Parameters:display – optional callable to transform enum names to display labels, thereby using enum values as db values and also supporting integers.

Example

An example Model used in the tests.

from django.db import models
from model_values import F, Manager, classproperty


class Book(models.Model):
    title = models.TextField()
    author = models.CharField(max_length=50)
    quantity = models.IntegerField()
    last_modified = models.DateTimeField(auto_now=True)

    objects = Manager()

Table logic

Django recommends model methods for row-level functionality, and custom managers for table-level functionality. That’s fine if the custom managers are reused across models, but often they’re just custom filters, and specific to a model. As evidenced by django-model-utils’ QueryManager.

There’s a simpler way to achieve the same end: a model classmethod. In some cases a profileration of classmethods is an anti-pattern, but in this case functions won’t suffice. It’s Django that attached the Manager instance to a class.

Additionally a classproperty wrapper is provided, to mimic a custom Manager or Queryset without calling it first.

    @classproperty
    def in_stock(cls):
        return cls.objects.filter(F.quantity > 0)

Row logic

Some of the below methods may be added to a model mixin in the future. It’s a delicate balance, as the goal is to not encourage object usage.
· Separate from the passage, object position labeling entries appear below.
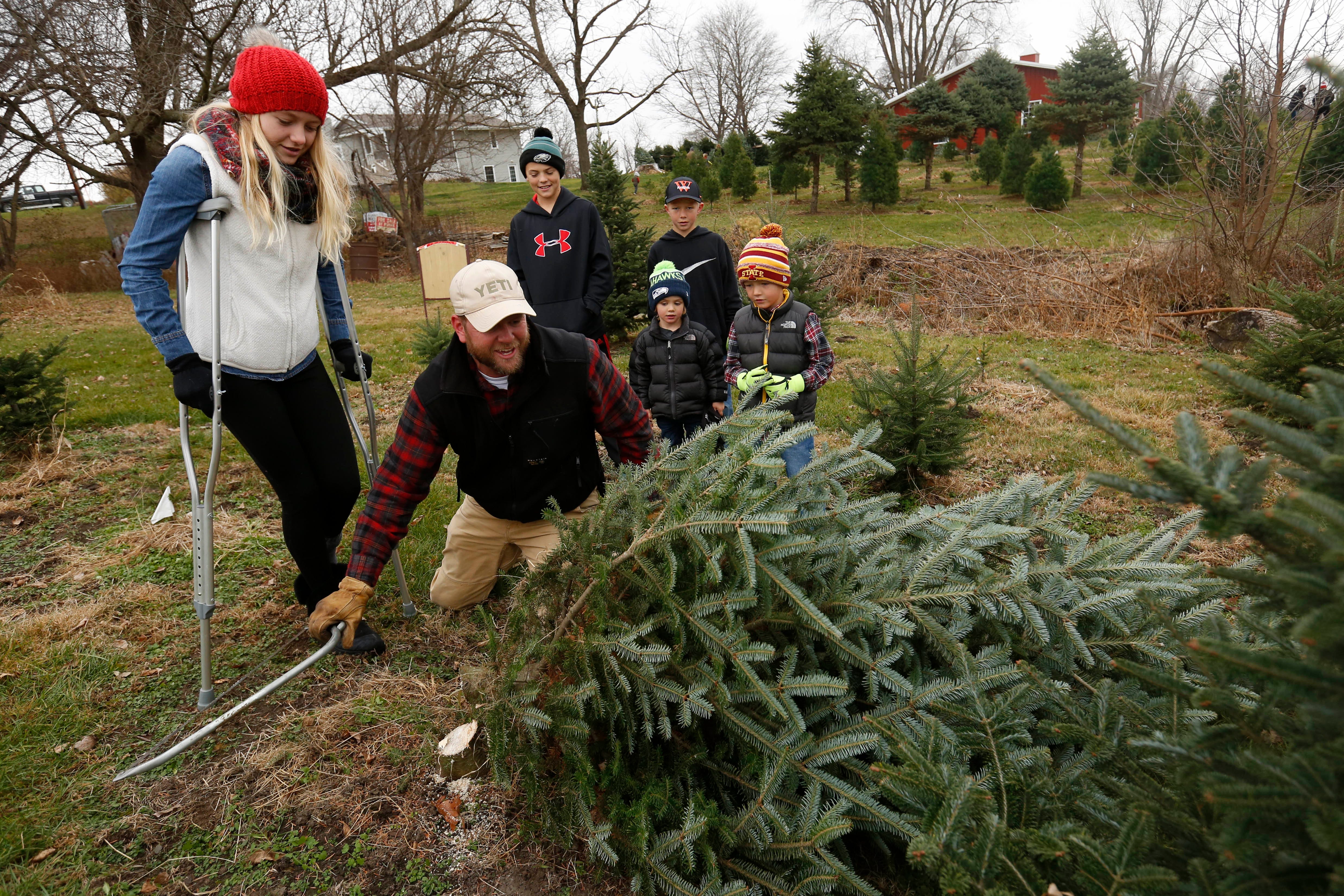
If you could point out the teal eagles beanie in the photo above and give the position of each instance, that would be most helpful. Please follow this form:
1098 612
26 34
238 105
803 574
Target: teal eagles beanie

However, sometimes having an object already is inevitable, so it’s still worth considering best practices given that situation.

Providing wrappers for any manager method that’s pk-based may be worthwhile, particularly a filter to match only the object.

    @property
    def object(self):
        return type(self).objects[self.pk]

From there one can easily imagine other useful extensions.

    def changed(self, **kwargs):
        return self.object.changed(**kwargs)

    def update(self, **kwargs):
        for name in kwargs:
            setattr(self, name, kwargs[name])
        return self.object.update(**kwargs)

Indices and tables

Footnotes

[1]The only incompatible changes are edge cases which aren’t documented behavior, such as queryset comparison.
[2]In the vast majority of instances of that idiom, the object is immediately discarded and no custom logic is necessary. Furthermore the dogma of a model knowing how to serialize itself doesn’t inherently imply a single all-purpose instance method. Specialized classmethods or manager methods would be just as encapsulated.
[3]Premature optimization? While debatable with respect to general object overhead, nothing good can come from running superfluous database queries.
[4]Supporting update_fields with custom logic also results in complex conditionals, ironic given that OO methodology ostensibly favors separate methods over large switch statements.